Dürrejahre und Käferplage haben unseren Forsten arg zugesetzt. Ein Blick aus der Region auf Folgen des Klimawandels

Spätestens seit Beginn der 2010er Dekade waren die meisten Jahre entschieden zu trocken. Besonders ausgeprägt war der Wassermangel im Frühjahr. Für Bäume bedeutet dieser Befund: Trockenstress. Eine hundertjährige Buche (zugegeben sehr alt) verdunstet mehrere hundert Liter Wasser pro Tag.

Und in Deutschland wird’s heißer: Gegenüber den 1950er Jahren (1951-1959) hat sich die mittlere Zahl der Tage mit Höchsttemperaturen von mehr als 30 Grad Celsius von 3,6 auf 11,0 Tage erhöht, das heißt mehr als verdreifacht (jüngster Erfassungszeitraum: 2010-2020, Quelle: Fachagentur Nachwachsende Rohstoffe).
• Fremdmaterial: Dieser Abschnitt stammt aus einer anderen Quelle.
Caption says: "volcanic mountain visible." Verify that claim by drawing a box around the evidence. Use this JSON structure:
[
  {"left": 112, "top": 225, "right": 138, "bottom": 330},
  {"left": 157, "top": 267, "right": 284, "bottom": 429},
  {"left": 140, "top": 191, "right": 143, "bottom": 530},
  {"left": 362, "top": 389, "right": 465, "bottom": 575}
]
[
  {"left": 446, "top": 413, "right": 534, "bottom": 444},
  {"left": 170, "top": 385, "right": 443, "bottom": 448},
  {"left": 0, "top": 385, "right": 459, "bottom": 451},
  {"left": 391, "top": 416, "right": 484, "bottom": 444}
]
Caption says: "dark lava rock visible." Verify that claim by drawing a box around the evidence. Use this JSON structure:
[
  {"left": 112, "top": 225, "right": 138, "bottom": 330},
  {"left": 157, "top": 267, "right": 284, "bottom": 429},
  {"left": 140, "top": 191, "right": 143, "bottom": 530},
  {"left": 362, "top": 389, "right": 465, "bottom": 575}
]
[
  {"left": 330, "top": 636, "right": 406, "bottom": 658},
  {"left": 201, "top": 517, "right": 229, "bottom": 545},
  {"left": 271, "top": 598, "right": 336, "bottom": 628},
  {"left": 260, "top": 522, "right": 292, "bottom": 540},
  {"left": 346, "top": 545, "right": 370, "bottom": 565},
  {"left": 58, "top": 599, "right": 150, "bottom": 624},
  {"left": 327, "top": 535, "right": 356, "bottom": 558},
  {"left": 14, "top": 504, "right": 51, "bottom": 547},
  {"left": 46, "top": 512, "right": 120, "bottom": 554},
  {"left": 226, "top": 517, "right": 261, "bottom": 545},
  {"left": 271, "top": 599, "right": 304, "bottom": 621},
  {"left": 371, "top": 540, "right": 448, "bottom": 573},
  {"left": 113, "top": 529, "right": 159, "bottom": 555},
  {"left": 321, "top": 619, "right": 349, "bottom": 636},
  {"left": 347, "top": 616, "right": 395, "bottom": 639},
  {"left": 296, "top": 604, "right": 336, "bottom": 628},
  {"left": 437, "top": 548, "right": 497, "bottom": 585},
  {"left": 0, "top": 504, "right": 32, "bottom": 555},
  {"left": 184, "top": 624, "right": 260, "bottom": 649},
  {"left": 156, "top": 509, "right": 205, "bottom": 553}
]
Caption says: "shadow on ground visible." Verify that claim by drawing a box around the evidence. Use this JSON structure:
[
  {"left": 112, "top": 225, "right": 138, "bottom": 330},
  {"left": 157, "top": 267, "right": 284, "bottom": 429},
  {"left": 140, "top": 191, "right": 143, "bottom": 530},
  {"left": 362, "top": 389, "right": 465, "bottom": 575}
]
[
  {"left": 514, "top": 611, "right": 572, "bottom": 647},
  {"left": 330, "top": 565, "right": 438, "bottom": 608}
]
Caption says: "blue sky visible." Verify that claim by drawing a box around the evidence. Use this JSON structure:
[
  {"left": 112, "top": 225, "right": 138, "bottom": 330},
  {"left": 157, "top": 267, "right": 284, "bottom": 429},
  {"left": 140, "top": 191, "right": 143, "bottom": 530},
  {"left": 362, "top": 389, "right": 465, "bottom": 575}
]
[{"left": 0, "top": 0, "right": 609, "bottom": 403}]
Nach den Daten des Umweltbundesamts hat sich die durchschnittliche Anzahl von Hitzetagen (über 30°C) hierzulande seit 1950 sogar vervierfacht.

Wenn Bäume Embolien erleiden

Bäume benötigen Wasser für die Photosynthese. Trockenheit führt zu Spannungen in den Leitungsbahnen, mit dem Abreißen der Wasserfäden wird das Eindringen von Luft begünstigt. Fachleute sprechen von Embolien: Der Wassertransport wird gestört oder sogar blockiert, der Baum verdurstet. Als Abwehrreaktion wirft der Baum die Blätter bereits im Sommer ab.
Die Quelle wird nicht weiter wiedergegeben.